Problem

$\min\limits_{x \in C} f(x)$

Mirror Descent

$\phi$ : Legendre function

$\phi^*$ : Legendre Dual with $\nabla\phi^* = (\nabla\phi)^{-1}$

$D_{\phi}(x, y) = phi(x) - \phi(y) - \langle \nabla\phi(y), x - y\rangle$ : Bregman Divergence

Traditional Algorithm:

$x_{k+1} = proj_C^{\phi}(\nabla\phi^*(\nabla\phi(x_k) - \alpha_kg_k))$ , where $proj_C^{\phi}(y) = \arg\min\limits_{x \in C} D_{\phi}(x, y)$ and $g_k \in \partial f(x_k)$

Equivalent Expression:

The Mirror Descent algorithm can be equivalently expressed as:

$x_{k+1} = \arg\min_{x \in C}\{f(x_k) + \langle g_k, x - x_k\rangle + \frac{1}{\alpha_k}D_{\phi}(x, x_k)\}$

Comparison with projected subgradient descent

projected subgradient descent algorithm:

$x_{k+1} = proj_C^{\|\cdot\|_2}(x_k - \alpha_kg_k)$

and similarly, it can be equivalently expressed as:

$x_{k+1} = \arg\min_{x \in C}\{f(x_k) + \langle g_k, x - x_k\rangle + \frac{1}{2\alpha_k}\|x - x_k\|_2^2\}$

So the difference between Mirror Descent and Projected Subgradient Descent is just it replace the regular 2-norm by a more general Bregman divergence function.

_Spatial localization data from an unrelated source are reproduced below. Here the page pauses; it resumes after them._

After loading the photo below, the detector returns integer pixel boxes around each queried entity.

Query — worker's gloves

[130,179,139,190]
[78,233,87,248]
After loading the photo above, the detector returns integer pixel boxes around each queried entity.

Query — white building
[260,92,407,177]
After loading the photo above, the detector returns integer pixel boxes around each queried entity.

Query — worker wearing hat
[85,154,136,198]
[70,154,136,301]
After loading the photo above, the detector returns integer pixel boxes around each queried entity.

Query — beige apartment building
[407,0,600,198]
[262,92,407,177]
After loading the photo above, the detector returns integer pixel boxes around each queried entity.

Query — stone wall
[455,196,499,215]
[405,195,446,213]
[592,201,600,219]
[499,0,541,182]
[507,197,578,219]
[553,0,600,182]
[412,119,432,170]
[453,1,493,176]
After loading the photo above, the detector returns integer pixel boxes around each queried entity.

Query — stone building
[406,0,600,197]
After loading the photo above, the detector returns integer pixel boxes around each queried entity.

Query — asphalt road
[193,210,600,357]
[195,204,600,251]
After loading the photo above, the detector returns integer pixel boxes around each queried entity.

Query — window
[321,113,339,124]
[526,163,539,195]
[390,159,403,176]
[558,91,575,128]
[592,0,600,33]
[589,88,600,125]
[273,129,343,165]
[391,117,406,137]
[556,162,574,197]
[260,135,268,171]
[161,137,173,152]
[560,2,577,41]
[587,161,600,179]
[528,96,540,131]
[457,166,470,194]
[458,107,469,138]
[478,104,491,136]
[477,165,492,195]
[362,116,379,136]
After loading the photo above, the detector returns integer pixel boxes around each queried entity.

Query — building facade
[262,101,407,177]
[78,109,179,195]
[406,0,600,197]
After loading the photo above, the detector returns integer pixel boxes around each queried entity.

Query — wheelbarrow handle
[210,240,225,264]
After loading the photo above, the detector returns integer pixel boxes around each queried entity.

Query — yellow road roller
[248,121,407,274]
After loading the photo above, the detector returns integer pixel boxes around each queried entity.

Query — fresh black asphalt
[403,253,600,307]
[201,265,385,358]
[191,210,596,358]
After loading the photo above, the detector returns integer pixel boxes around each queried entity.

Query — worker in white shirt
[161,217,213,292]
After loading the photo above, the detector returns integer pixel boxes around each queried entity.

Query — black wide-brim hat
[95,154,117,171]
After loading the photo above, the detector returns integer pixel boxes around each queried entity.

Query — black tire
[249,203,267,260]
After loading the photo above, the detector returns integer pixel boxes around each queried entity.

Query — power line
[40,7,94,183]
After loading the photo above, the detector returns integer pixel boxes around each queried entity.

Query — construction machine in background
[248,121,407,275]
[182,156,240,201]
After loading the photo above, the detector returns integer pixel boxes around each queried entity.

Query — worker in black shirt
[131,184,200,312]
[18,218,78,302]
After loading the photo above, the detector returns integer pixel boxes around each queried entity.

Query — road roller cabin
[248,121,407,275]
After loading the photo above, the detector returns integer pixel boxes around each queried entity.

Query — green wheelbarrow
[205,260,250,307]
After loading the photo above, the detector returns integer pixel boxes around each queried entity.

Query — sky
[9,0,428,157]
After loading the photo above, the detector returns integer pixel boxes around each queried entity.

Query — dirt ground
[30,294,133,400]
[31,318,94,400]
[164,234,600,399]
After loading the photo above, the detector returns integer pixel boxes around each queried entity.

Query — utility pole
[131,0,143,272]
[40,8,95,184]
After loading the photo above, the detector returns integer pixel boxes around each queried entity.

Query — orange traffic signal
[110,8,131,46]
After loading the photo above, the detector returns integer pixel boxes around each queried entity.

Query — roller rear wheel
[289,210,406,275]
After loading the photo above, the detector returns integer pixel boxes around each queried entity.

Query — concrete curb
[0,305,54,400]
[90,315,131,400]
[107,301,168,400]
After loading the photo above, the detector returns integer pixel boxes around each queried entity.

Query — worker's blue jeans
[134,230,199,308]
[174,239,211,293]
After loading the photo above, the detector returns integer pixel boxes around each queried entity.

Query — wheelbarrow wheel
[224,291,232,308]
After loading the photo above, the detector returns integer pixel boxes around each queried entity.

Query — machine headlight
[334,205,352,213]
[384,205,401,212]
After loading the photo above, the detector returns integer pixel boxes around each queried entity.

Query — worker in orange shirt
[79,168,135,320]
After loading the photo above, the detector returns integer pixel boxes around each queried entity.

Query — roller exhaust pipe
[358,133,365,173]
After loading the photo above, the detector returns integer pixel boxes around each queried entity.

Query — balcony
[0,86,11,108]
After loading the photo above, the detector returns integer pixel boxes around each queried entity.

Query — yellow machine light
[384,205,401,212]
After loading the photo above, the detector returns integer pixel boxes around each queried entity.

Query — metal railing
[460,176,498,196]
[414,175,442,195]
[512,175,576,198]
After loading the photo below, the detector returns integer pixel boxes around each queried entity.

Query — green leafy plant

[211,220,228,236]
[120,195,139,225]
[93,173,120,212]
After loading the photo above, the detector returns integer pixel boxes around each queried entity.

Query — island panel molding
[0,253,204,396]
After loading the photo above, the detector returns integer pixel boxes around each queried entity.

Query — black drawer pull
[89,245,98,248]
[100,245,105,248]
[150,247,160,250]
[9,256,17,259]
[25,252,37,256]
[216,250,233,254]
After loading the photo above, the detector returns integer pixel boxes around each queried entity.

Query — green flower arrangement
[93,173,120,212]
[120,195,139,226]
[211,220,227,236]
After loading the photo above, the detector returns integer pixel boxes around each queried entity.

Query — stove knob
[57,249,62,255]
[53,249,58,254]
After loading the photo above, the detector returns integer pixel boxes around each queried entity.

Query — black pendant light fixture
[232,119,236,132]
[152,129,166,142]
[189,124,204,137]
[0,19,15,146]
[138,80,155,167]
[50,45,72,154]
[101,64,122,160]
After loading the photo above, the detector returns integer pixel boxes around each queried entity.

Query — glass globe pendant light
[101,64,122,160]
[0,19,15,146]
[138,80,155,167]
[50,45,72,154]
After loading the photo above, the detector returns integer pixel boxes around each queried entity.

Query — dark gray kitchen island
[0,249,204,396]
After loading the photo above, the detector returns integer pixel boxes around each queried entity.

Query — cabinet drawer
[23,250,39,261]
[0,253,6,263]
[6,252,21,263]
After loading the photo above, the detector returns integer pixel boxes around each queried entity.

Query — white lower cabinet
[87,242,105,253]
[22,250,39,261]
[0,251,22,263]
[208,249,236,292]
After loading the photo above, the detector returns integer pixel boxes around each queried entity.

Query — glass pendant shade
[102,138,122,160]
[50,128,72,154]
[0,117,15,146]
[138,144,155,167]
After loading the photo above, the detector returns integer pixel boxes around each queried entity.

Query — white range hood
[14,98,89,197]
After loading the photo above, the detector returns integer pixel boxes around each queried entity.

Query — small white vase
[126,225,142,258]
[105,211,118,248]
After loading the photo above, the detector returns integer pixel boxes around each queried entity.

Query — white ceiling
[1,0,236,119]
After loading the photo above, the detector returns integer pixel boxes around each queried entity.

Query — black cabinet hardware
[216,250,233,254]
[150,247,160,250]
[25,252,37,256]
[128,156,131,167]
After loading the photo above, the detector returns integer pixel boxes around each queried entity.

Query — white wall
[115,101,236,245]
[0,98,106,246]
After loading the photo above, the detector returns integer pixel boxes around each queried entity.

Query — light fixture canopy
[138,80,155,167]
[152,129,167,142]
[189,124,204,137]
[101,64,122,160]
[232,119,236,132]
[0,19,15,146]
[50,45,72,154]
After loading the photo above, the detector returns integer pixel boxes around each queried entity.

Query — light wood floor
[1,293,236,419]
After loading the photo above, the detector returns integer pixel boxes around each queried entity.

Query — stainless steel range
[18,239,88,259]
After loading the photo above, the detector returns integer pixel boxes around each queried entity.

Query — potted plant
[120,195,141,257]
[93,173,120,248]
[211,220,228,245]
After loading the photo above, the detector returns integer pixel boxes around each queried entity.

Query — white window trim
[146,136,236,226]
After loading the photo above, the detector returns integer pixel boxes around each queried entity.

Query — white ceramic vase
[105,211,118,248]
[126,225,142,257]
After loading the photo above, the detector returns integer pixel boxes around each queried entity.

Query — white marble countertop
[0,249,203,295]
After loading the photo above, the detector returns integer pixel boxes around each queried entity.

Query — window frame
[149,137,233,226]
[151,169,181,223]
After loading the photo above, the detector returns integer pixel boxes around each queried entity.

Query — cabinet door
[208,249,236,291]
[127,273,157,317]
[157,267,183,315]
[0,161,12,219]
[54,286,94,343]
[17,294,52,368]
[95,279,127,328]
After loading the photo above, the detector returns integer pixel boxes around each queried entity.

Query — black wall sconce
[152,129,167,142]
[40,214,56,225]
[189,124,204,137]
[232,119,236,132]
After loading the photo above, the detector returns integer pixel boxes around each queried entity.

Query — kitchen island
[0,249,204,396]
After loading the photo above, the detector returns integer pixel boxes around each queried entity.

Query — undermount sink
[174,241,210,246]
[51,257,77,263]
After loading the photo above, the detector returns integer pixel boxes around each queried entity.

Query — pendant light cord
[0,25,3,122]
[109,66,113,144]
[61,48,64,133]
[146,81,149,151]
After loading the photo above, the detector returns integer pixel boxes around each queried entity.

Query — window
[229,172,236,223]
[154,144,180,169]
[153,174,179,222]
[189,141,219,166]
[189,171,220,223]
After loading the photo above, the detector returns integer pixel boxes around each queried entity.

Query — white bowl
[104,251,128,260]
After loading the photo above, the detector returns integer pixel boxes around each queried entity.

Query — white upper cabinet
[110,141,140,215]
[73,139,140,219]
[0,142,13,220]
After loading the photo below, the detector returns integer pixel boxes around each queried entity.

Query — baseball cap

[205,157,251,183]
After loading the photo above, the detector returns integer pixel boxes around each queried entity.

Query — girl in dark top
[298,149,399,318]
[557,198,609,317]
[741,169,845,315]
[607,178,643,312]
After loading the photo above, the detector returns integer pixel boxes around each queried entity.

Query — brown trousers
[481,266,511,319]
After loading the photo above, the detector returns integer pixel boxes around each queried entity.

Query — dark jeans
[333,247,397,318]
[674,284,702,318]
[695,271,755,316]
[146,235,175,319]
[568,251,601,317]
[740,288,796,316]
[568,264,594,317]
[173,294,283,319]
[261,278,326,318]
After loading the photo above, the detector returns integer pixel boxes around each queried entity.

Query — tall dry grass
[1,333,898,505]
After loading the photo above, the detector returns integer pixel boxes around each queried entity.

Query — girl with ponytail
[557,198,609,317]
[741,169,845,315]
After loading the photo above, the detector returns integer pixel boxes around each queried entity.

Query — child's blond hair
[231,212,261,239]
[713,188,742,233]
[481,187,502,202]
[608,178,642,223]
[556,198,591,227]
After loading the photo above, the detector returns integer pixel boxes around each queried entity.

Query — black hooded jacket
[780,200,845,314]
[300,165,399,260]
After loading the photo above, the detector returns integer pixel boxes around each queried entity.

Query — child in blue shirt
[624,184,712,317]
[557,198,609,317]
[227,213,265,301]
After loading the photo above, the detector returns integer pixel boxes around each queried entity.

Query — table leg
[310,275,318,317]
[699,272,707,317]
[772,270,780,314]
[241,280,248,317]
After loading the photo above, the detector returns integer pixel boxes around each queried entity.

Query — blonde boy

Convergence Rate for Mirror Descent

Assumption:

$\phi$ is $\mu$ -strongly convex with respect to some norm $\|\|$ , namely $\phi(x) \geq \phi(y) + \langle \nabla \phi(y), x - y\rangle + \frac{\mu}{2}\|x - y\|^2$
$D_{\phi}(x^*, x_1) \leq R^2$ and $\|g_k\|_*^2 \leq R^2$
$\alpha_k = \frac{R}{G\sqrt{T}}$